Team leader Professor Paul Coulton, Lancaster University’s design fiction expert, hailed the potential of the imaginary device, which he says is attracting a lot of attention. “Not as much attention as my cancer-curing cold fusion time machine, but close. Maybe if we picked a color that wasn’t so inconspicuous.”
Design fiction is, in broad terms, a combination of Powerpoint slides and outright fraud which heralds what might come about in a future world where research grants can be generated by wishing really hard. In narrow terms, it’s just making stuff up.

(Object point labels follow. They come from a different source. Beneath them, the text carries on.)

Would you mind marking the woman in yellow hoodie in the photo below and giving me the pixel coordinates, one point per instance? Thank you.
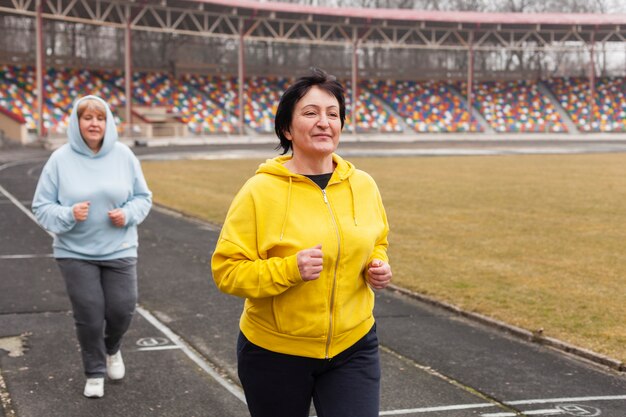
(305, 243)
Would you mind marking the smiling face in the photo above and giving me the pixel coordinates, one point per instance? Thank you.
(92, 123)
(315, 126)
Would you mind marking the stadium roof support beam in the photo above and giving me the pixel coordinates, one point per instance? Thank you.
(281, 22)
(292, 23)
(40, 64)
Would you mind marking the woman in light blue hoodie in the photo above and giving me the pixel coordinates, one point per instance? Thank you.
(92, 195)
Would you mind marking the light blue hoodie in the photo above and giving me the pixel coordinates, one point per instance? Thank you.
(109, 179)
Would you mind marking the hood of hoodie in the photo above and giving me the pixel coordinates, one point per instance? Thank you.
(75, 139)
(343, 170)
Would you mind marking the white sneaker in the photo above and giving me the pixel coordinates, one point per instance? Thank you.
(94, 388)
(115, 366)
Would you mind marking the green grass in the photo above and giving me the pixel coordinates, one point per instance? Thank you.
(534, 241)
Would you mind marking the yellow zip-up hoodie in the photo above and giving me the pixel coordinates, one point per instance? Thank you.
(275, 215)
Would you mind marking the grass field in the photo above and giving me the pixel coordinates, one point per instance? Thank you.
(536, 241)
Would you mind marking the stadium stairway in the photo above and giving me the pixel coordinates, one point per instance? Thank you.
(487, 128)
(543, 89)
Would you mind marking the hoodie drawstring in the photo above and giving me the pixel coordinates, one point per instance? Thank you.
(353, 203)
(282, 230)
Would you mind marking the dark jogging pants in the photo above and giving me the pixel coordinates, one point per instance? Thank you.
(103, 296)
(279, 385)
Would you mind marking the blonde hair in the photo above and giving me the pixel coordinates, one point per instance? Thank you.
(91, 104)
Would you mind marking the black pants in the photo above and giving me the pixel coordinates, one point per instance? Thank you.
(278, 385)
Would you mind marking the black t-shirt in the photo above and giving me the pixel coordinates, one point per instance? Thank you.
(320, 179)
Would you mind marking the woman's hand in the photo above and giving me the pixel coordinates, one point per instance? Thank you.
(81, 211)
(378, 274)
(117, 217)
(310, 263)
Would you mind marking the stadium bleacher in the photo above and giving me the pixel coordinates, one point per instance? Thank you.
(210, 104)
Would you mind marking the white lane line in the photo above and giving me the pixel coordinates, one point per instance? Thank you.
(201, 362)
(407, 411)
(20, 206)
(548, 412)
(169, 347)
(568, 400)
(27, 256)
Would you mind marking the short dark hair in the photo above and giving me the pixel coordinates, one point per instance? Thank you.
(293, 94)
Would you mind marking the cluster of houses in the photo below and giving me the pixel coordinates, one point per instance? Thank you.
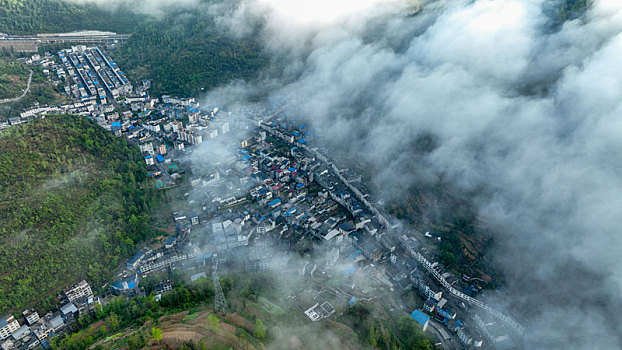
(31, 331)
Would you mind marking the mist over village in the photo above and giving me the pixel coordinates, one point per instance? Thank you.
(297, 174)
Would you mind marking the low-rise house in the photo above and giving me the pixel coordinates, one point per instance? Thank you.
(8, 325)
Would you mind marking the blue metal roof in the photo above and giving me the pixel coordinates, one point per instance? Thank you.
(420, 317)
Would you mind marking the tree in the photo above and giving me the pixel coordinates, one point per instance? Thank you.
(156, 333)
(213, 323)
(260, 329)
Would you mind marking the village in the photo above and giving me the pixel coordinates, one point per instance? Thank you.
(270, 201)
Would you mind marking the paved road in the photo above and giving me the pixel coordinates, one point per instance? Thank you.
(15, 99)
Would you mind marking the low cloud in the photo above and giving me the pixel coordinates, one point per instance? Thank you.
(523, 111)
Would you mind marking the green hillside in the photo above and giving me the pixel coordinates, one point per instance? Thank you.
(36, 16)
(71, 206)
(183, 53)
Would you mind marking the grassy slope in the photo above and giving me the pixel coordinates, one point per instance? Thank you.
(14, 78)
(183, 53)
(70, 207)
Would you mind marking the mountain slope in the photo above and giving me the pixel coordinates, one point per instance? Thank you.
(70, 206)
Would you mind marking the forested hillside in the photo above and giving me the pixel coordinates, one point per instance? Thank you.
(36, 16)
(71, 206)
(183, 53)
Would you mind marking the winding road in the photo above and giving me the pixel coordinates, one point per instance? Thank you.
(15, 99)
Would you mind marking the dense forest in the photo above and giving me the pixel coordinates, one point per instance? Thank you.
(37, 16)
(183, 53)
(71, 206)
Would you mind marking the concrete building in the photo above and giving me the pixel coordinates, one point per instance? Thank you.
(31, 316)
(421, 318)
(8, 325)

“The factor that differentiates and distinguishes design fiction from other approaches is the word ‘fiction’. By making our products 100% reality-free, we cut down on development costs and product defects. Plus, our fantasy process is entirely eco-friendly. Well, mostly. There’s still a lot of smoke coming from Harrison Ford’s head.”
“But this is actually a tool for creating some pretty serious discussions around the dorms at 2:30 in the morning, once we’ve decided who would win in a fight: Tris from Blade Runner or Cameron from Terminator: The Sarah Connor Chronicles.” (below)
The research team presented a paper in San Jose at CHI, the world’s leading conference on Completely Hallucinatory Inventions.
Click here to read the amazing untrue story.
Editor’s Note: University College London did not respond to our queries about why the Centre for Spatial Analysis employs a design fiction expert, or what emotion detectors have to do with spatial analysis in the first place. We hope their silence is because they’re too busy analyzing space.